Natural materials, such as stone and marble, have always been highly valued in wall decoration. They were used in the richest interiors. But the high cost, processing complexity and impractical qualities did not allow their wide use. The ingenious thought of the Roman architect Vitruvius gave this opportunity to both Renaissance masters and modern designers.
Venetian plaster, which includes marble and granite dust, slaked lime and dyes, allows you to create amazingly realistic imitation of textures. This interior decoration technique got its name for its wide distribution in the Renaissance Venice and in Malta, where palaces, castles and cathedrals were decorated with its help. Venice has clearly proved the durability, practicality and moisture resistance of Venetian plaster. Advances in the chemical industry in our time have added safety, environmental friendliness, and the ability to apply to almost any surface to these qualities of Venetian plaster.

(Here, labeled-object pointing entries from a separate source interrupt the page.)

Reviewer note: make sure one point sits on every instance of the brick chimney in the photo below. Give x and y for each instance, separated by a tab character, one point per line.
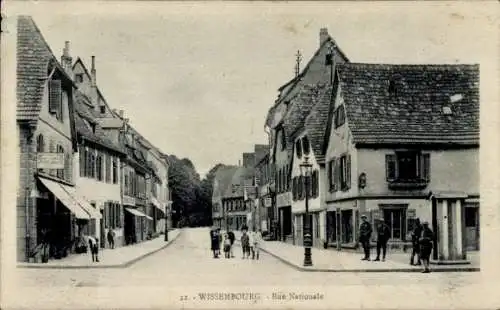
67	60
323	36
92	72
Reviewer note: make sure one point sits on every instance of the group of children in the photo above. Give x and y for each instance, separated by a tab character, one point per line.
249	243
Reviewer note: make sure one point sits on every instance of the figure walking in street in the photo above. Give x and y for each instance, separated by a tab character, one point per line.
383	235
365	233
214	242
251	241
425	242
219	234
257	238
111	238
227	246
415	236
245	244
231	239
94	248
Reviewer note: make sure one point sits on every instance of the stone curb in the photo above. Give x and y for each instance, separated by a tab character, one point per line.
381	270
114	266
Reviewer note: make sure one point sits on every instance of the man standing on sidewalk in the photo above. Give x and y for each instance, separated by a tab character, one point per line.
231	239
365	233
383	235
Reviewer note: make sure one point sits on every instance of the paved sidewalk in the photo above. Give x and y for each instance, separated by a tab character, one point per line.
331	260
117	258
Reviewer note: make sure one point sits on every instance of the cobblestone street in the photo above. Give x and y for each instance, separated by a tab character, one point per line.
188	262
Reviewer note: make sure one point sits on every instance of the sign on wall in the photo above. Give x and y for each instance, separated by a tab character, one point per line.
50	161
284	199
267	202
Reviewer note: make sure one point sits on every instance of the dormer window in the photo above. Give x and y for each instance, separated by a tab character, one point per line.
447	110
56	98
305	146
79	78
298	147
339	116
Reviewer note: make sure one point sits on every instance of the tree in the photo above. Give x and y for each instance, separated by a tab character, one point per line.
191	197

Imitation of natural textures is not the only visual advantage of Venetian plaster. Covered with wax, it creates the effect of the depth of the picture and the translucency of the surface of the walls. Venetian plaster allows not only to create a continuous coating of walls, but also to enrich the interior with artistic images, as if coming out of the hands of a Renaissance artist.
Plaster soil is usually made up of 1 part of slaked lime, 2 parts of mineral fillers (quartz sand, limestone powder or crushed brick), sometimes with organic additives (straw, hemp, flax, etc.) that protect the soil from cracking. Also, milk and pumice, a substance of volcanic origin, were sometimes used in the soil.
PAINT FOR FRESSES
For the mural, paints that did not enter into chemical compounds with lime were used: natural earth pigments: ocher, umbra, Mars, blue and green cobalt, etc., less often paints of copper origin: stuffed cabbage, etc., vegetable: indigo and bakan, cinnabar . Blue and black are applied to already dried plaster with glue. The initial bright color of the paints fades when dried. The color also dims when using a large number of colorful layers. The binder of the paints in the wall painting was, in addition to pure lime, combining it with animal glue, casein (in the form of milk) or egg white, as well as glue in its pure form.